Here’s a few random notes from some testing research as of 2015-09-06.

  1. Debugging
    You still can’t beat putting in fenced debugging statements. Also, clear the logs and then re-run the test. Read what’s in log/test.log and the console very carefully!

  2. Page Objects
    I’ve seen @geoffevason using lots helper files to encapsulate common blocks of code. This is a bit different than “Page Objects” that encapsulate the page. Here’s a good article on that: 6 Ways to Remove Pain From Feature Testing in Ruby on Rails. The difference is that Geoff’s technique is simply encapsulating the common chunks of logic in helper methods. The page object technique is more about encapsulating the logic of the page.

  3. Debug print the JS console messages
    If you’re using the webkit driver, then this bit of code works:

pp page.driver.console_messages

(pp is pretty print if you have awesome_print installed)

  1. Allow Quick Swapping of Capybara JavaScript Driver
    This is a neat bit of code to quickly change what driver you’re using for your tests. In general, it’s not very productive to go to this level. However, this is GREAT for confirming that some issue is driver specific, rather than a bug in your code.

Live Templates


Printing a variable:

puts "$file$: $line$$END$"
puts "$var$ = #{$var$.ai}"

Printing the console messages in a test:

    puts "BROWSER CONSOLE MESSAGES: $file$: $line$"
    pp page.driver.console_messages


Here’s the JavaScript template to print a var. Note, the %O that works well in Chrome might not work for JS automation testing.

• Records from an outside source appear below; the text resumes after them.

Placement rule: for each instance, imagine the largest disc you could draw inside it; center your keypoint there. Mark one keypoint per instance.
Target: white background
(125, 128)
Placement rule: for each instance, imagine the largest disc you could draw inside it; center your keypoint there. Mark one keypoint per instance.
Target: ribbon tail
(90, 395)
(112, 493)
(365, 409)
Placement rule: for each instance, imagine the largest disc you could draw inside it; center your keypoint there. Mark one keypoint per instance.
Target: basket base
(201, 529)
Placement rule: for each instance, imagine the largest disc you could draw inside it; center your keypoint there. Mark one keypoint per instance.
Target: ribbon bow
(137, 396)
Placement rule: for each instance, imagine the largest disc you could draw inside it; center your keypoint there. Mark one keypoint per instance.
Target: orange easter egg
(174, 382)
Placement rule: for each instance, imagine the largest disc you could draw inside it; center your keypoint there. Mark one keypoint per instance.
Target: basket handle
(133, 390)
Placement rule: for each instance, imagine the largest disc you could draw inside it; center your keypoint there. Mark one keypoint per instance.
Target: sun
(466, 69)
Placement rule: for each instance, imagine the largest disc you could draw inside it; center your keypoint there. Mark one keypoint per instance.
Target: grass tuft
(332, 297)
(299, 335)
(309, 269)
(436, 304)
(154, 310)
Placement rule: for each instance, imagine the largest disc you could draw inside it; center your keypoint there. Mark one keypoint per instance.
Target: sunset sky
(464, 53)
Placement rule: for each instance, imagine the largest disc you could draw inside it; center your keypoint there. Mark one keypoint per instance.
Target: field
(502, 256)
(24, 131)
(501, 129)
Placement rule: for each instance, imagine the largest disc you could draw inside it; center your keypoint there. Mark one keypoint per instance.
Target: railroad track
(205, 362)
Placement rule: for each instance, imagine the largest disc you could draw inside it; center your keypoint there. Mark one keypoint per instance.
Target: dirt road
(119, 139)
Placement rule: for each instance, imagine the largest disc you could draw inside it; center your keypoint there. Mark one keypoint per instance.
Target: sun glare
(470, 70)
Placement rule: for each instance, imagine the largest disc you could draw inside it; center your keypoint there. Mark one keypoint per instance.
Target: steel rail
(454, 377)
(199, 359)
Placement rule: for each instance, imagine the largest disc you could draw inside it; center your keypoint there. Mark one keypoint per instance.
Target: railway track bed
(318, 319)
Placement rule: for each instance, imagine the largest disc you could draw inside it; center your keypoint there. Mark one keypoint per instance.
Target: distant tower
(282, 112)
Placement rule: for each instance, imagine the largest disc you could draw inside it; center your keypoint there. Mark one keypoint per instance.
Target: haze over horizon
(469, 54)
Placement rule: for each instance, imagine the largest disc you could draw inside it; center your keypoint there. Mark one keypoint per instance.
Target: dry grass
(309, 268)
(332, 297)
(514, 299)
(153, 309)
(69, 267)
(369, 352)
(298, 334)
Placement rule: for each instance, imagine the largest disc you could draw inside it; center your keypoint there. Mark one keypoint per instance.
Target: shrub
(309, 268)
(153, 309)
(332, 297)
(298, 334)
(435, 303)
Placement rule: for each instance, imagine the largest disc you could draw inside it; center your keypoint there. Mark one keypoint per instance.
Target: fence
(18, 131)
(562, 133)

console.log("$file$: $func$:$line$: $var$ = " + JSON.stringify($var$));

I just came across this super useful article from Thoughtbot:

Write Reliable, Asynchronous Integration Tests With Capybara

If requests are served in a background thread, that means that your tests keep running while your application responds to simulated interactions. This provides for an endless number of race conditions, where your tests look for elements on the page which have not appeared yet.

@geoffevason Check this out:

# spec/support/debugit.rb

def debugit( *args, &block )
  it( *args, { driver: :poltergeist_debug, inspector: true }, &block )

However, I’m not sure what this debug mode really gives you of value. You can see the DOM, but you can also do that from capybara_screenshot.

This is an excellent article with many good tips:

Write Reliable, Asynchronous Integration Tests With Capybara by Joe Ferris of Thoughtbot

The article does a great job of explaining how both JS and non-JS tests run with Capybara.

The other main point is to understand the correct way to phrase your test assertions so that your test play well with the asynchronous nature of browser tests.

  1. You can’t pause the tests when using a headless browser. Switch to driver selenium or selenium_chrome
  2. Pause by using this, rather than binding.pry
# spec/support/pause_helpers.rb
module PauseHelpers
  def pause
    $stderr.write 'Press enter to continue'

# spec/rails_helper.rb
RSpec.configure do
  config.include PauseHelpers, type: :feature

And call pause in your test. Reference

@justin that’s a nice tool to have available in the toolbox. Thanks for sharing!

I know this is 3 years old its 2019 but i found a very simple way of a having and interactive debug session using selenium_chrome with full control of the browser using the Capybara DSL and binding.pry that i would like to share, Adding a before config like so:

config.before(:example, :js, :interactive_debug) do
    Capybara.current_driver = :selenium_chrome unless ENV['CI']

Then when doing the tests add an argument :interactive_debug to the :context block or :scenario / :it block, for example:

context 'invalid user', :js,  :interactive_debug do
  it 'something' do 
  scenario 'something else' do

Or more specific like:

    scenario 'something specific',  :interactive_debug do
      visit '/dashboard'
      click_on 'login'
      expect(page).to have_content 'The email or password are invalid'

It works by temporarily switching to a “headed” driver. Works great for me.